Ethereum has also faced pressure from the U.S. institutional side, following a $98.45 spot ETF outflow logged on Wednesday. At the same time, the Ethereum Coinbase Premium Gap—which compares prices on Coinbase versus Binance—has turned negative.

Its 14-day simple moving average fell to -2.285, the lowest since February last year, suggesting heavier selling pressure on U.S.-based exchanges. That negative premium is viewed as a headwind for ETH as it tries to reclaim $3,300 resistance.

Charts on CoinGecko also show Ethereum still wrestling with the aftermath of “doomtober,” when it peaked at $4,700 before sliding sharply back to the $3,200 area—and failing to climb back above $3,500 since November 15.

U.S. jobs data in focus as macro uncertainty lingers

Crypto has been sensitive to multiple cross-currents in 2026, including geopolitical tensions involving the U.S. and Venezuela. Thursday’s slide may also have been influenced by fresh U.S. labor-market data released yesterday.
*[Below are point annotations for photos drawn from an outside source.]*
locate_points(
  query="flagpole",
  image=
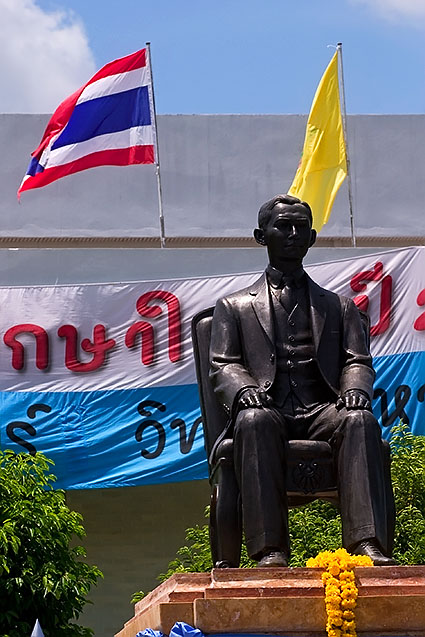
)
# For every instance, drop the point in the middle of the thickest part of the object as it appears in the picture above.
(157, 164)
(344, 129)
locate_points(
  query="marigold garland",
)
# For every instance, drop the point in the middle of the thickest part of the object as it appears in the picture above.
(340, 589)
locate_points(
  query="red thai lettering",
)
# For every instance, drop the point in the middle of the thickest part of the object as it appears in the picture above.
(146, 332)
(359, 284)
(147, 309)
(419, 324)
(18, 350)
(98, 347)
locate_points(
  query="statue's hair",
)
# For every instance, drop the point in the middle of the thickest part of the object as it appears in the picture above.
(265, 211)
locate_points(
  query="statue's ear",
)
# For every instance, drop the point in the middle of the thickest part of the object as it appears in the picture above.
(259, 236)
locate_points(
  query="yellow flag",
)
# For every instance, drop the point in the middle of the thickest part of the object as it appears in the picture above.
(323, 164)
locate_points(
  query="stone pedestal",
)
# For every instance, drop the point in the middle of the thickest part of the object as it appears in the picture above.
(286, 601)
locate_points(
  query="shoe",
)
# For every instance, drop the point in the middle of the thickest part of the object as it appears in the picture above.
(223, 564)
(273, 559)
(369, 548)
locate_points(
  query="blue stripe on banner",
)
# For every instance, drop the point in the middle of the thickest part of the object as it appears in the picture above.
(399, 391)
(120, 438)
(108, 114)
(106, 439)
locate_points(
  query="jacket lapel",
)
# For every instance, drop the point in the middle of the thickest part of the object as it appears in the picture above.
(261, 306)
(317, 311)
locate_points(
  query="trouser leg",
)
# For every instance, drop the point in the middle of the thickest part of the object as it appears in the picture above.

According to ADP, private employers added 41,000 jobs in December, a modest rebound after November’s revised decline of 29,000. ADP Chief Economist Nela Richardson said that “even in those sectors that shed jobs this month, the shedding was not as strong as last month,” noting December’s gains were more positive than expected.

Economists added that investors are now weighing both jobs data and potential Supreme Court decisions on global tariffs for clues on how much risk they’re willing to take in digital assets.